Eu não fui no enterro dos meus pais. Mas eu tenho a lembrança do caixão fechando, das pessoas de preto. Eu não precisei ir para poder ter essa imagem na minha mente, enquanto chorava no quarto escuro. Eu sou uma péssima pessoa que nem pode ir no enterro dos próprios pais.

Peraê! Por que você ainda está lendo esse livro? Pare de lê! Eu não mereço chamar a atenção de ninguém. No fim Aysha está certa em me matar. Eu não valho muita coisa. Qual a diferença dos átomos de um corpo morto e de um corpo vivo? Eu não vejo nenhuma.

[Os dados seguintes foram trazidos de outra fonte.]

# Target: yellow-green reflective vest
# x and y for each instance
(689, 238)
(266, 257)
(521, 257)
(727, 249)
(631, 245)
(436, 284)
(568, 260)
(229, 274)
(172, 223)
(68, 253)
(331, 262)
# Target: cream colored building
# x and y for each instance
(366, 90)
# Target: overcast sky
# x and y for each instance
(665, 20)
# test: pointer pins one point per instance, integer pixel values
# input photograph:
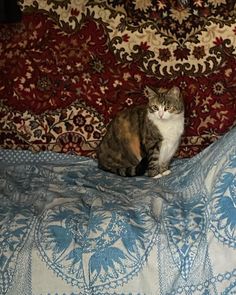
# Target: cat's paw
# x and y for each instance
(166, 172)
(158, 175)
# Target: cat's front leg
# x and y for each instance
(163, 171)
(153, 162)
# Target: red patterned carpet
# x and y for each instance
(68, 68)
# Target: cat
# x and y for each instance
(144, 139)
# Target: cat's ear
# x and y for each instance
(149, 92)
(174, 92)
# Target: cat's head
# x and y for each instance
(165, 104)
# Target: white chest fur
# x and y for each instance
(171, 130)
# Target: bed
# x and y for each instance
(68, 228)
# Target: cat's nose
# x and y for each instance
(161, 114)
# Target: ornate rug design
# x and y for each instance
(69, 67)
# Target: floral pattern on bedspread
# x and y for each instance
(69, 228)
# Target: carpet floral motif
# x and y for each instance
(70, 66)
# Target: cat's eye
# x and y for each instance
(155, 108)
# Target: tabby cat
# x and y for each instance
(144, 138)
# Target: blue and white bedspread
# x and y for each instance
(68, 228)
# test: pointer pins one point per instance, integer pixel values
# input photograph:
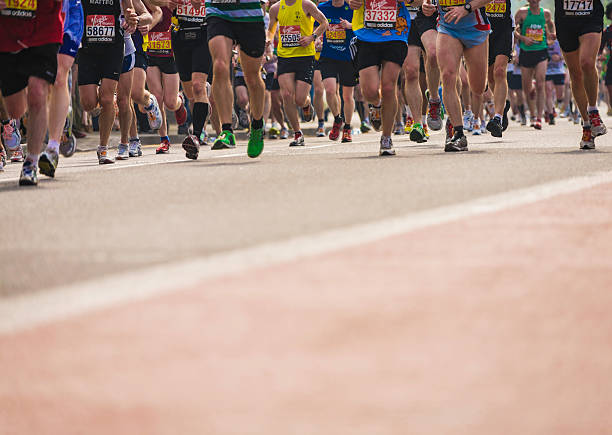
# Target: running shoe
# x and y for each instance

Desculpe. Eu sou exagerado. Mas você realmente deveria pensar no que está lendo e em quem passa a confiar. Eu posso estar mentindo tudo. Eu posso ter ido ao enterro dos meus pais. Ou talvez não. Possivelmente não. Com certeza não. Você sabe que eu não iria...

Desculpe por perder o foco. Eu odeio cemitérios, por isso eu estou aqui enrolando. Dois meses de morte. Aniversário de morte. Uma expressão contraditória, mas eu a usarei. Aniversário de morte de meus pais. Já havia recebido o aviso da profecia. Eu esperava o segundo. Eu sabia que ele viria.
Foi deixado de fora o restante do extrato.